Sherlock pulled the fabric of his coat out of Lestrade's hand and ran up the stairs, taking the cement steps two at a time, with Lestrade following close behind. His trench coat billowed out behind him and the detective could hardly feel his muscles pumping or his lungs contracting as his long stride consumed stair after stair. The numbers painted on the cement walls flew by in a whir, raising Sherlock's hopes just a bit higher. Scotland Yard only had five floors and Sherlock was still taking in two steps per stride when he passed a roughly sketched number four on the cement wall.

"Sherlock, wait!" The detective had left Lestrade huffing and puffing on the third floor. The detective inspector screwed his eyes upward, trying to find Sherlock's thin frame and billowing coat, among the winding staircase. "Sherlock!"

He could hear Sherlock continuing to scale the stairs.

"Sherlock, don't you dare-" Lestrade found that he was wasting what little breathe he had as he heard Sherlock burst through the door to the roof.

* * *

The small breeze that blew through the streets of London was heightened on the roof of Scotland Yard. The sun had set long ago and only the lights of the bustling city below allowed Sherlock to clearly see John balancing on the edge of the roof.

"John!" Sherlock only managed to take a few steps toward his friend before the sound of a gun cocking behind him caused him to pause in mid-step.

_Stupid sentiment_, Sherlock scolded himself in his head.

"Amazing how fire exposes our priorities, Mr. Holmes."
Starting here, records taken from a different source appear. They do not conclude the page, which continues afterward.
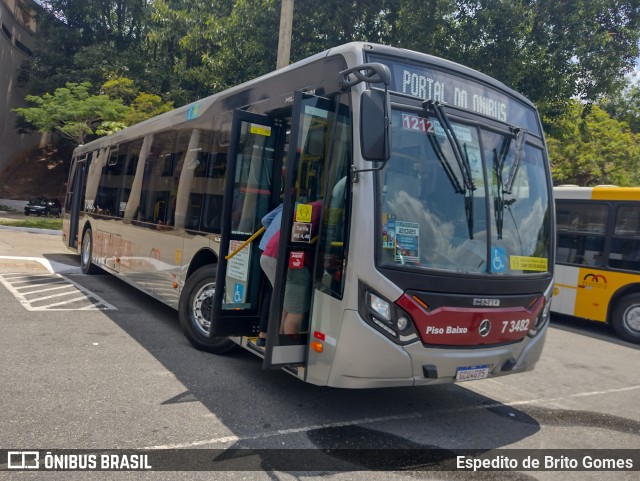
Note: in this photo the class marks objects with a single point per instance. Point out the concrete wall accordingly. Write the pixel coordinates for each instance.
(16, 42)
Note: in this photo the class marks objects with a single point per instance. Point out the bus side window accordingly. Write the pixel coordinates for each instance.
(333, 245)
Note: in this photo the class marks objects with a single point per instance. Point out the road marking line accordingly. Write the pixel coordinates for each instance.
(31, 304)
(64, 286)
(281, 432)
(63, 303)
(52, 296)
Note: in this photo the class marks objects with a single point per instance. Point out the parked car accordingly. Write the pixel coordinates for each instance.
(43, 206)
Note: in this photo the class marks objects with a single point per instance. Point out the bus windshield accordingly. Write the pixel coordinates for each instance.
(483, 211)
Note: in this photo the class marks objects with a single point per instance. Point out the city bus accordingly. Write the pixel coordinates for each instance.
(432, 261)
(598, 256)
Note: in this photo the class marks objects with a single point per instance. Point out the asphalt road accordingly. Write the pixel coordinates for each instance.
(119, 374)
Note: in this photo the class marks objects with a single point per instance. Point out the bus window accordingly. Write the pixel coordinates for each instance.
(107, 200)
(581, 230)
(332, 248)
(130, 166)
(625, 246)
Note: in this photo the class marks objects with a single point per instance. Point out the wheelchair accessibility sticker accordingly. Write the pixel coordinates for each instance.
(238, 294)
(498, 259)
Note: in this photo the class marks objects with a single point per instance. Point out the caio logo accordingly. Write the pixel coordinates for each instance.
(594, 281)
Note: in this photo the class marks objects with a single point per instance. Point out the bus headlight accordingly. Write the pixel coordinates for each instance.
(542, 318)
(380, 306)
(402, 323)
(385, 316)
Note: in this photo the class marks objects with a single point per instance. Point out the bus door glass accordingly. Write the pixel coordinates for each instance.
(289, 315)
(255, 141)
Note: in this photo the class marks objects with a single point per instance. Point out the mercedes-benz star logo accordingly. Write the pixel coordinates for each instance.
(485, 328)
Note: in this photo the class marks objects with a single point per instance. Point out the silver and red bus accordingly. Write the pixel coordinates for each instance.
(433, 257)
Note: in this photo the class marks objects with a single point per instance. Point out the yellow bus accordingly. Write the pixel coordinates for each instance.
(598, 256)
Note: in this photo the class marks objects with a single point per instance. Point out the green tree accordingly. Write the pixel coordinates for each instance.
(624, 105)
(73, 113)
(90, 40)
(145, 106)
(587, 147)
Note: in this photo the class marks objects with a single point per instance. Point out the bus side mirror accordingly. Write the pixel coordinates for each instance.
(375, 135)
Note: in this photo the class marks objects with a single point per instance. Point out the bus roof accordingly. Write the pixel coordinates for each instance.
(599, 192)
(350, 50)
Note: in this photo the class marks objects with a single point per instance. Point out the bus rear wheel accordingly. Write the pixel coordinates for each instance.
(196, 303)
(86, 252)
(626, 318)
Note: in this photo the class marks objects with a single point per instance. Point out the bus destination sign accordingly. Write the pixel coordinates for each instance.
(428, 83)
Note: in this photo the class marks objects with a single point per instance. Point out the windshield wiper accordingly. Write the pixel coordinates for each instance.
(519, 133)
(498, 165)
(446, 166)
(461, 157)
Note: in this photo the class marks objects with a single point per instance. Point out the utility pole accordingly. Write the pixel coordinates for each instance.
(284, 37)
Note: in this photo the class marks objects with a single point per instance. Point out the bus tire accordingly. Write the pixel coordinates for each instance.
(626, 318)
(86, 253)
(194, 307)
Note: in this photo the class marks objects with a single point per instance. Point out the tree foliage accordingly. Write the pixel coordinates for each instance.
(589, 147)
(72, 112)
(76, 115)
(565, 55)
Sherlock frowned in disgust as Pippa stepped out from behind him. He recognized the glossy metallic gun from 221B trained on the space between his strained eyes.

"Yes, John told me about 'The Woman'." She smirked as she glanced over her shoulder, taking in the image of the former army doctor, now having stepped down from his precarious position, and beginning to drift toward their company. Pippa stepped back so that John was positioned at her side. "I guess everyone meets their _match_ sometime in their short lives." Her lips were dangerously close to John's ear and her voice caused his head to jerk up, as if her were surprised to hear it.

"Hardly," Sherlock tried desperately to keep his baritone voice from trembling, though he had just sprinted up four flights of stairs without a break for air. "I found no romantic interest in Irene Adler."

Pippa stayed silent, though she gave Sherlock a querulous look, as if she didn't completely understand what he'd just said.

"I didn't like her." Sherlock offered her a dumbed down explanation.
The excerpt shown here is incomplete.